The Quickening is the fifth studio album by the southern California punk rock band The Vandals, released in 1996 by Nitro Records. Much of the album is characterized by themes of nihilism and teen angst, but presented with the tongue-in-cheek humor for which the band is known.

Both the band and the album attracted increased attention due to their involvement with the film Glory Daze. The Vandals recorded several songs for the film's soundtrack, including the main theme, and the soundtrack album was released on their Kung Fu Records label that had been started by guitarist Warren Fitzgerald and bassist Joe Escalante earlier that year. 

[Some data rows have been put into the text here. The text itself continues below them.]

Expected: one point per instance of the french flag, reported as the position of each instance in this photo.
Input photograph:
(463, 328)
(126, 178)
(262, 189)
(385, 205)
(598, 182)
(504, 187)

An independent music video was filmed for the song "It's a Fact" and two versions were released: one with clips from the movie and one without. Because drummer Josh Freese was not available due to other commitments, regular substitute Brooks Wackerman appears in the video as the band's drummer.

Recording labels 
Several studios were involved in the release of The Quickening, the album was produced by Warren Fitzgerald and recorded in early part of 1996 at various studios including Front Page Studios, Paramount Studios, Formula One Studios and the Planet of the Tapes Studios. 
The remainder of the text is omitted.